In the annals of prescriptivist poppycock, a century is not very long, and a development spanning only 50 years from beginning to end counts as speedy. Let me describe one such incident, which concerns a small and very natural syntactic change in the use of a single adverb.
Many adverbs are used as manner adjuncts: He saw her clearly uses clearly as a modifier specifying the manner of the seeing. Some are used as what The Cambridge Grammar of the English Language calls modal adjuncts, necessarily and possibly being the most basic and familiar ones. Clearly happens to have both a manner use and a modal use: Clearly he saw her is an example of the latter (modal adjuncts are often placed at the beginning of the clause; notice that this sentence doesn’t comment on the clarity of the glimpse, it says that given the evidence it’s indubitable that he saw her).
Nobody worries about these two uses of clearly living side by side. Nor does it bother anybody to live with the similar duality of obviously (compare He was flirting with her too obviously, which comments on the manner of the flirting, and He was obviously flirting with her, which doesn’t).
The 1960s saw an increase in the frequency of modal-adjunct use for another adverb: hopefully. Alongside They’ll wait hopefully (“They’ll wait with hope in their hearts”), it became increasingly popular to use sentences like Hopefully they’ll wait (“It is to be hoped that they’ll wait”).
This unremarkable little piece of linguistic evolution might have gone unnoticed, if the aging usage specialist Wilson Follett had not bristled. It is “un-English and eccentric” to use the word that way, he asserted dogmatically (Modern American Usage: A Guide, Hill & Wang, New York, 1966, Page 170), even though (as he said) the German equivalent hoffentlich is fine in modal-adjunct use.
Follett was dead by 1963 (his posthumous usage book was completed by Jacques Barzun and others), but he left a legacy: By the late 1960s, using hopefully as a modal adjunct was widely taken to be a grammatical sin. In 1972, E. B. White jumped on the bandwagon. He altered his revision of William Strunk’s The Elements of Style by adding a paragraph of self-contradictory and absurdly overwritten rant about hopefully. (Strunk never mentioned hopefully. Nor did White mention it in the 1959 edition, but his flailing second-edition paragraph is kept in all subsequent editions; see Page 48 of the fourth.)

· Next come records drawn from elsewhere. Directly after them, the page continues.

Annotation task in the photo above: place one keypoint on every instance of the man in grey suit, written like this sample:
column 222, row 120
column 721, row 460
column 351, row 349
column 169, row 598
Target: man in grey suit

For a few years, battles raged and peevers fumed. But the opposition peaked when disco was young, and Barry White and the Love Unlimited Orchestra were hot. By 1979, William Safire had accepted the modal adjunct use of hopefully (his friend James J. Kilpatrick called him a “lousy quitter”). The dispute was basically over. In 1985 the Prince of Wales used hopefully as a modal adjunct in public (and I assume I can take the usage of the British royal family to have at least some potential relevance to the question of what is grammatical in contemporary Standard English).
With truly extreme caution, the AP Style Guide nonetheless waited a decent further interval: Its editors let more than a quarter of a century go by before they finally risked accepting what had now been normal Standard English usage for a lifetime. On April 17, 2012, they announced correctly that the modal-adjunct use of hopefully is not a grammatical error.
And people acted as if the sky was falling. “The barbarians have done it, finally infiltrated a remaining bastion of order in a linguistic wasteland,” wrote an overheated (and since then, overquoted) Monica Hesse in The Washington Post on April 18. (Perhaps she wrote ironically, but it doesn’t look like it.)
Barbarians? A single additional use of a single adverb undergoes a tiny expansion in its uses, fully in line with normal developments in the history of English syntax. No threat of ambiguity arises (I have never seen a case in which it was in doubt whether hopefully was intended as a manner adjunct or a modal adjunct). And when AP makes a small move, decades late, toward acceptance of an easily accessible fact about how English speakers employ a word, it means our language is being reduced to a “wasteland”?
It’s an odd field to be in, English grammar. And I must admit, I’m having that beam-me-up-Scotty feeling again.
Note added 2:20 p.m.: Monica Hesse has kindly emailed me to say that she was being sarcastic. Fair enough (I’m finding it hard to tell the genuine outrage from the parody these days); but she has plenty of readers who take her seriously. One of them wrote: “This is sad. Words’ meaning can change over time, but should not through ignorance or laziness. As goes the language, so goes civilization. I imagine we’ll be seeing that loose can be properly substituted for lose because that’s what everyone is doing. Soon, no-one will understand each other because there will be no standards at all.” Civilization under threat! And that was apparently written in full seriousness.